All board actions are governed by SEJ's bylaws (see Bylaws of the Society of Environmental Journalists Inc.). The bylaws are roughly analogous to a constitution and can only be amended by a 2/3 vote of both the board and the membership.
Under the bylaws, the board is also empowered to establish policies governing such matters as finances, elections and membership qualifications. These may be established or changed by a simple majority vote of the board, and are roughly analogous to laws, which are binding upon anyone acting within or on behalf of SEJ — board members, staff, and SEJ members. (See SEJ financial policies, SEJ election policies, and SEJ membership policies.)
The board may also establish guidelines, which provide advice to all within the organization on matters that are either of less importance or may require more case-by-case judgment (e.g. see SEJ partnership guidelines).

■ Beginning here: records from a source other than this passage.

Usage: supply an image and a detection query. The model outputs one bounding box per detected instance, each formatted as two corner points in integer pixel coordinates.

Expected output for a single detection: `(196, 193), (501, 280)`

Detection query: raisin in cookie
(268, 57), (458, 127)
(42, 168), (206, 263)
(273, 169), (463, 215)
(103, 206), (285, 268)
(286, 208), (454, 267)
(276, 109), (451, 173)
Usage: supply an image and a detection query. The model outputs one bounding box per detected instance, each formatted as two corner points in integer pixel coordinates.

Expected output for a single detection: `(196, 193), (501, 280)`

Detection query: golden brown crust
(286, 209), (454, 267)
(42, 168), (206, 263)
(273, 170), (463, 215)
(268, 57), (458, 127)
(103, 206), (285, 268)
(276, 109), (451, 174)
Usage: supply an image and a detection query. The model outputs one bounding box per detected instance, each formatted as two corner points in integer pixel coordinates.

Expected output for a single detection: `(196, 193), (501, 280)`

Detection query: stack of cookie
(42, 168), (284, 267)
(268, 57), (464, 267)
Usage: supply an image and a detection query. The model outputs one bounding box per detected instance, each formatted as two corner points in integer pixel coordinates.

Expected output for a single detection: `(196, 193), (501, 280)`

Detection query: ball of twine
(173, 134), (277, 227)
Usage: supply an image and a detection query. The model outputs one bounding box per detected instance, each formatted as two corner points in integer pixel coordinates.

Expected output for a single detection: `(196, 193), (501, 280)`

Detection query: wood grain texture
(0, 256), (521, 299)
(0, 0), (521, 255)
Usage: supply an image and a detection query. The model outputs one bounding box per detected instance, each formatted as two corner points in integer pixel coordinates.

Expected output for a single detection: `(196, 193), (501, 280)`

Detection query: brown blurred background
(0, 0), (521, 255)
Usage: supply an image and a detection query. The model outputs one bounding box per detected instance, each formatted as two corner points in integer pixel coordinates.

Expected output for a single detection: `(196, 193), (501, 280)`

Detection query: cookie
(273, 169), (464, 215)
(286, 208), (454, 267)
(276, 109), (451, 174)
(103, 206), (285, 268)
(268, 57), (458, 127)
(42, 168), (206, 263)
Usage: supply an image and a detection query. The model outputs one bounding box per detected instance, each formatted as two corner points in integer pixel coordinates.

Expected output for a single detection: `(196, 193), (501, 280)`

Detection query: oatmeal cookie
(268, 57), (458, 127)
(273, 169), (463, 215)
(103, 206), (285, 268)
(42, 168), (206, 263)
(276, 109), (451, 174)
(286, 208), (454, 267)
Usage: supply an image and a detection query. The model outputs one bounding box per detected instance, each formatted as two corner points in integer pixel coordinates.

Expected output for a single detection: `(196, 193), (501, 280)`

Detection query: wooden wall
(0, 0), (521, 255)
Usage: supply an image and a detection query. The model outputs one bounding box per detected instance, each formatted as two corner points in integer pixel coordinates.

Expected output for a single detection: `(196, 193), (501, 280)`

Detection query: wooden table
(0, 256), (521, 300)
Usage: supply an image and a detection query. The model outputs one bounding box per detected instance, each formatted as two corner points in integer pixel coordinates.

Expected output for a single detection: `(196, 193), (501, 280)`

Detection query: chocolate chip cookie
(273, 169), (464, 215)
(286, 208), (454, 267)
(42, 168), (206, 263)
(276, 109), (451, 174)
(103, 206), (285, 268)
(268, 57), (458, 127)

In a few words: collaborative, delicate, crucial. In general, it's the board's responsibility to set realistic priorities and agendas for the organization in consultation with the Executive Director and other staff members, and it's the staff's responsibility to implement the board's priorities. In practice, of course, there's a great deal of overlap between the activities of board and staff members — SEJ's is a volunteer-driven organization, with a very active board that's deeply engaged in the organization's operations. If the board only sent directives down for the staff to execute, SEJ would grind to a halt. This is why it's crucial for the board and staff to have a strong, collaborative relationship, but also to be clear when it comes to each program and initiative who is responsible for what. The process for sorting this all out is dynamic and delicate, but in general, lines of responsibility and authority are established through a consultative process involving the President or committee chair and the Executive Director. One important principle to remember is that while the Executive Director works for the board, the rest of the staff works for the Executive Director, and that — again, in general — all requests for staff time and resources should be channeled through the ED.
More than you can imagine. Truly, serving on the SEJ board can be a tremendously enjoyable and rewarding experience. It's a lot of work, but that effort is rewarded by the great camaraderie among board members, staff and SEJ members and volunteers, and by the great impact that SEJ makes on the work of its members and through them on the public's understanding of environmental issues.